Jeffrey Church (CFO)

Oh, I'm sorry. So I think we indicated then in some earlier conversations that we thought the checkpoint inhibitor combination might be a very interesting approach. We're stuck in this conserved capital kind of world right now, Jim, so we're not getting a lot of focus to it. But I think as we consider the future for these therapeutics, that'd be a very interesting combination. I don't know if Dr. Hazard or Sebastien, if you'd like to comment on that.

Sebastien Hazard (Chief Medical Officer)

No, yes, absolutely. I think this is a project that I've been looking into in terms of synergy and to help really immunotherapy be really active in ovarian cancer. That could be a very nice opportunity. So as Michael said, provided we get the resources, that would be an excellent project to initiate.

Michael Tardugno (Executive Chairman)

I'm sorry. Could you repeat the second part of your question? I'm talking about.

James Molloy (Managing Director)

Yeah. Thank you.

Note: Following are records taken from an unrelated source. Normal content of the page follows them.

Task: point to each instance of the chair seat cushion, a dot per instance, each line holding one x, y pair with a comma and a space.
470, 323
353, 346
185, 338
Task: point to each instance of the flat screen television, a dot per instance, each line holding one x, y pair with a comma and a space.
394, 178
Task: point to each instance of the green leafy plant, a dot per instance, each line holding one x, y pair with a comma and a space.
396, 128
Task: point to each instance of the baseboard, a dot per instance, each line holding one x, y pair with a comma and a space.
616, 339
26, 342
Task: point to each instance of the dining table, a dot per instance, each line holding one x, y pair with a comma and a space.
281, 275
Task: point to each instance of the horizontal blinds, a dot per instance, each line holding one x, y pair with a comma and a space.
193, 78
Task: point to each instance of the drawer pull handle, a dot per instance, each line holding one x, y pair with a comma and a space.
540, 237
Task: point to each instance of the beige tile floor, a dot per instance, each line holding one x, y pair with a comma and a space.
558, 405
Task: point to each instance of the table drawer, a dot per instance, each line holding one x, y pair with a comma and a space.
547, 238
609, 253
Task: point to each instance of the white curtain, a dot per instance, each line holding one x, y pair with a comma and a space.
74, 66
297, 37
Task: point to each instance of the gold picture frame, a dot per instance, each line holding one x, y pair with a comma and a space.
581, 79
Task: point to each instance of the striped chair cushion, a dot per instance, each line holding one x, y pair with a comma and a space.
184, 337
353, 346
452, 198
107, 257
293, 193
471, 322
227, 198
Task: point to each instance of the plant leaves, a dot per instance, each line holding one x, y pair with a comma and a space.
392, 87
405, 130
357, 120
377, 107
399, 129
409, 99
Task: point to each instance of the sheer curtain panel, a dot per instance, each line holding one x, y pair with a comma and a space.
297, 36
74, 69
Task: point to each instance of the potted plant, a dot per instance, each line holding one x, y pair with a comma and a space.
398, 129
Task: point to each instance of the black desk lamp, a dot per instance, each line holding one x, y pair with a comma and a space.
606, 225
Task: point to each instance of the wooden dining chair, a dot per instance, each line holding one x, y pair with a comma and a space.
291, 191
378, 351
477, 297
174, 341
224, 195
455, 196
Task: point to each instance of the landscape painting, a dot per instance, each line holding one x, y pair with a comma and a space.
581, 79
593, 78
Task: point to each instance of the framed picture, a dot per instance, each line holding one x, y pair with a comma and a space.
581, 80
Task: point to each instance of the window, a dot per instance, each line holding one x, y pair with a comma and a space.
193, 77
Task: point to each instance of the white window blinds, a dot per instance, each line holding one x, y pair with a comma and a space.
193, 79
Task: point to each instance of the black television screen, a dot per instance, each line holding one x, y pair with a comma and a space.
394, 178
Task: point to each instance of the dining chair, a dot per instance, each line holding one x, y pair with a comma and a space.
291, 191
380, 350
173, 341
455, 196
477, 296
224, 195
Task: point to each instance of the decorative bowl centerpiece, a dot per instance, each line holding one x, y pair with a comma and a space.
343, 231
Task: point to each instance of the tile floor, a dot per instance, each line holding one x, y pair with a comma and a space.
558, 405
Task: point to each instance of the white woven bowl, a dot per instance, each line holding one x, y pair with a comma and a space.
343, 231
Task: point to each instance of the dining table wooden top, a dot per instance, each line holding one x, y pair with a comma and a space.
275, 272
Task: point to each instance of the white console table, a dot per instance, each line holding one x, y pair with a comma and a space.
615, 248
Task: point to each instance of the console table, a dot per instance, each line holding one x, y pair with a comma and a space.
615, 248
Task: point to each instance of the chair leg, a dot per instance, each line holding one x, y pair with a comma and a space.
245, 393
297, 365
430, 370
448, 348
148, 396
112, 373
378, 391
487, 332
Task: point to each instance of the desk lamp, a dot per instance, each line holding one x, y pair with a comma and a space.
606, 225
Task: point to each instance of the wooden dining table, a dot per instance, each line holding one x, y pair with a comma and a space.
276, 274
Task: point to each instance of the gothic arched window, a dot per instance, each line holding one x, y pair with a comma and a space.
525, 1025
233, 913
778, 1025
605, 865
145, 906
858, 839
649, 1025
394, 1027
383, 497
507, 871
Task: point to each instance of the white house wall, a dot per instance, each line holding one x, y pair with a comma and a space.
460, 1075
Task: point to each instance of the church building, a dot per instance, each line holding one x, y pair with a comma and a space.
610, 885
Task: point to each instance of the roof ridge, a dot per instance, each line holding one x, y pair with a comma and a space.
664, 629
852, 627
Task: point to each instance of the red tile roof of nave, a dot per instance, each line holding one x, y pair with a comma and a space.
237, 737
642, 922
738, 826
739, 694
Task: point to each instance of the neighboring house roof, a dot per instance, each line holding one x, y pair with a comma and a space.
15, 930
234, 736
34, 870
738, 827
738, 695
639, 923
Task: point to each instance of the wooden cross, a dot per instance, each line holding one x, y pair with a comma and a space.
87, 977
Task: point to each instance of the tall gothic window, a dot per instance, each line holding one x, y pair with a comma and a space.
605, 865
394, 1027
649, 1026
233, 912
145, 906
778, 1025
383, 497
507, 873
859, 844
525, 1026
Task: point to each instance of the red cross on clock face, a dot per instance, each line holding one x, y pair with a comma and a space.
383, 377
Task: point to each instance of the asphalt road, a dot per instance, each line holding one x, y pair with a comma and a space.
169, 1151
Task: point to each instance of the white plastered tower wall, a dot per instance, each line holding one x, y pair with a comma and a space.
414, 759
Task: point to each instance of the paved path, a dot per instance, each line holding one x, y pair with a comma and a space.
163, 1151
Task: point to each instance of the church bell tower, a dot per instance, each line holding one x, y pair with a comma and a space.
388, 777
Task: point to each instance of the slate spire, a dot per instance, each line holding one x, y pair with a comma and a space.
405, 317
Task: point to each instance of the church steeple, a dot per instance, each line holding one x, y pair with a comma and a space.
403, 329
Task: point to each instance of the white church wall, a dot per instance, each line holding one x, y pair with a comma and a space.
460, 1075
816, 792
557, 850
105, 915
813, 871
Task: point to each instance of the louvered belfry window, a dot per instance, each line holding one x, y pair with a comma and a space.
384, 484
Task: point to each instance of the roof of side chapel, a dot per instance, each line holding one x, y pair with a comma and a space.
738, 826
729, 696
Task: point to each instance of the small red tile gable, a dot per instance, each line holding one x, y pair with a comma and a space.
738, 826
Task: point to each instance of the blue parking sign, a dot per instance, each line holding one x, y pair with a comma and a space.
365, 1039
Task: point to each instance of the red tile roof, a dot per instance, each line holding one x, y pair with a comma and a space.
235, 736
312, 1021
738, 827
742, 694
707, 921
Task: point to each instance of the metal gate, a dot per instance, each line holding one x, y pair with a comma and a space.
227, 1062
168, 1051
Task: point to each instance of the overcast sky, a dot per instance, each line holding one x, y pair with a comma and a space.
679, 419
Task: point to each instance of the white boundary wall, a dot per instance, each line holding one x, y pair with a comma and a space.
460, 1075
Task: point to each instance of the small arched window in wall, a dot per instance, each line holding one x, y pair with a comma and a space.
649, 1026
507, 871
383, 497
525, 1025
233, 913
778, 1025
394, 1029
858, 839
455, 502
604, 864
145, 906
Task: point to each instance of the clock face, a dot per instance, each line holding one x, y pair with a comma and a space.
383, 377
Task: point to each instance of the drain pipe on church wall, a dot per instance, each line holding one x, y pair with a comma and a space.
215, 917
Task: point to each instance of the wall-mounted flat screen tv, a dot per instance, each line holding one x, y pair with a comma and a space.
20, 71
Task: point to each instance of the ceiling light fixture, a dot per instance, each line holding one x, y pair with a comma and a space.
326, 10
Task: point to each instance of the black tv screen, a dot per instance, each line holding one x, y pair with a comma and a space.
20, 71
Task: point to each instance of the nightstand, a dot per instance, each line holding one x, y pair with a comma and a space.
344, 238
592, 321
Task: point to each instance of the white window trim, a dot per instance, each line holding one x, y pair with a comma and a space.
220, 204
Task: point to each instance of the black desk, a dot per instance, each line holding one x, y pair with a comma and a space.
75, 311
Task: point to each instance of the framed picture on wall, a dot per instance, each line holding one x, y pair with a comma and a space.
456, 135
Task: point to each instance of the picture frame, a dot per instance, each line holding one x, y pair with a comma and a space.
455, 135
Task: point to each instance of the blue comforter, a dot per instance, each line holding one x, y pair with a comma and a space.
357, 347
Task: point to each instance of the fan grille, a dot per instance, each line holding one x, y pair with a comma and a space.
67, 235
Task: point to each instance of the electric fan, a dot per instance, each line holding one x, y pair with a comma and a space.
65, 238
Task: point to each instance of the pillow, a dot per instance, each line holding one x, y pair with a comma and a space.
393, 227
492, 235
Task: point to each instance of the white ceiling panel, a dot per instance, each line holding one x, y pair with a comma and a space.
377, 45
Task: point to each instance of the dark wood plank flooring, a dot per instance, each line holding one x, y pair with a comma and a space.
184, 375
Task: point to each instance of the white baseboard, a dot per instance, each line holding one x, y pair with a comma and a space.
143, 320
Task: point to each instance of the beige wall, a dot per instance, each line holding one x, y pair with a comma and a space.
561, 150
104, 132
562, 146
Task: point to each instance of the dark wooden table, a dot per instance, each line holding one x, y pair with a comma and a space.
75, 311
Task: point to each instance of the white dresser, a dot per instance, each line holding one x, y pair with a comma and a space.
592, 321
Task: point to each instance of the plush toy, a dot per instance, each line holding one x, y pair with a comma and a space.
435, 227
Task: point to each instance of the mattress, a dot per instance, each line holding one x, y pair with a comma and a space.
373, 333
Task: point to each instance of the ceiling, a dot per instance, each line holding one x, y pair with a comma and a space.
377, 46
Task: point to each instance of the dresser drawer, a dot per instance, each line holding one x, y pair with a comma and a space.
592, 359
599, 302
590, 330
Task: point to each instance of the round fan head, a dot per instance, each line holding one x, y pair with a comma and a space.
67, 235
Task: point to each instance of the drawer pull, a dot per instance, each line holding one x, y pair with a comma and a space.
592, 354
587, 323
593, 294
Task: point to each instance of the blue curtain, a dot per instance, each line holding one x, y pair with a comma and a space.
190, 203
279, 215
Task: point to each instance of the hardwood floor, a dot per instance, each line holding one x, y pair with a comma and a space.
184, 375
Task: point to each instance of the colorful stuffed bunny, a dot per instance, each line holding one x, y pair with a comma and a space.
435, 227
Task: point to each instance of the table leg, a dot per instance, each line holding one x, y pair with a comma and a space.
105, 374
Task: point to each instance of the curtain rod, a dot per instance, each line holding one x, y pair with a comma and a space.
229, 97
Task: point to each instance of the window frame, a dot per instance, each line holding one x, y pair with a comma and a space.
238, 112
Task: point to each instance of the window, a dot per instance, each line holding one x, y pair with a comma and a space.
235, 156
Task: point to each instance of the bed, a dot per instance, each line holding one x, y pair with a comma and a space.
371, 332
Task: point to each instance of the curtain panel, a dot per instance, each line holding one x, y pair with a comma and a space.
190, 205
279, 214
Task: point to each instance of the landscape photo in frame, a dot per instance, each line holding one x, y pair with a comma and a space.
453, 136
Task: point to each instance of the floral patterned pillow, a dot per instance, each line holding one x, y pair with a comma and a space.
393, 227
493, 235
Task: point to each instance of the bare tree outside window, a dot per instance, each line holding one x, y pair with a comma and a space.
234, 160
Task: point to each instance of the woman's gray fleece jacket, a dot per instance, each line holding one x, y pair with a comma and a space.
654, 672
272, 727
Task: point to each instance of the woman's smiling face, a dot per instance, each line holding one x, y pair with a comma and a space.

The 101 data expectation, roughly, which we anticipate that phase 1 data to come out. And then is 102 kind of a again, the capital preservation, is that a little bit on the back burner?

Jeffrey Church (CFO)

Yes. I can say that unequivocally. So we've narrowed our focus to I mean, we believe these platforms have a great deal of potential, but we've narrowed our immediate focus to the programs that we've just talked about. With regards to data from the vaccine proof of concept, so we expect top-line data before the end of the year. We certainly won't have the durability information that we think is key. We won't know where the nadir is for that. But we'll certainly be able to report progress both on the immunogenicity and the durability of the vaccine's response. So yeah, yes, before the end of the year.

James Molloy (Managing Director)

Great. Thank you for taking the questions.

Jeffrey Church (CFO)

Thank you.

Operator (participant)

This concludes our question-and-answer session. I would like to turn the conference back over to management for any closing remarks.

Jeffrey Church (CFO)

Well, let me first finish by saying thank you very much, and particularly for the questions and allowing us the opportunity to expand a little bit more on the work that we're doing that we're so very proud of. We're focusing in an area of technology that has been explored by many companies. I think under Dr. Anwer's leadership and with the support of this management team, we've been able to unlock the potential of DNA as a therapeutic and potentially as a vaccine. And so the future for us, as I said, under Dr. Lindborg's leadership, is very, very exciting. I want to thank all of you for participating in this call. Again, underscoring the potential of our proprietary technologies is something that is probably one of the joys that I have as the Executive Chairman of the company.

As our work in providing options to women in ovarian cancer progresses and the population's exposure to potential pandemic increases, we remain committed, excited, and prepared to report to you the progress that we're making in the coming months. So we look forward to keeping you informed. And on behalf of all of us here and on the call and our employees here at Immunon, we wish you a very safe and nice afternoon. Thank you very much.

Operator (participant)

The conference is now concluded. Thank you for attending today's presentation. You may now disconnect.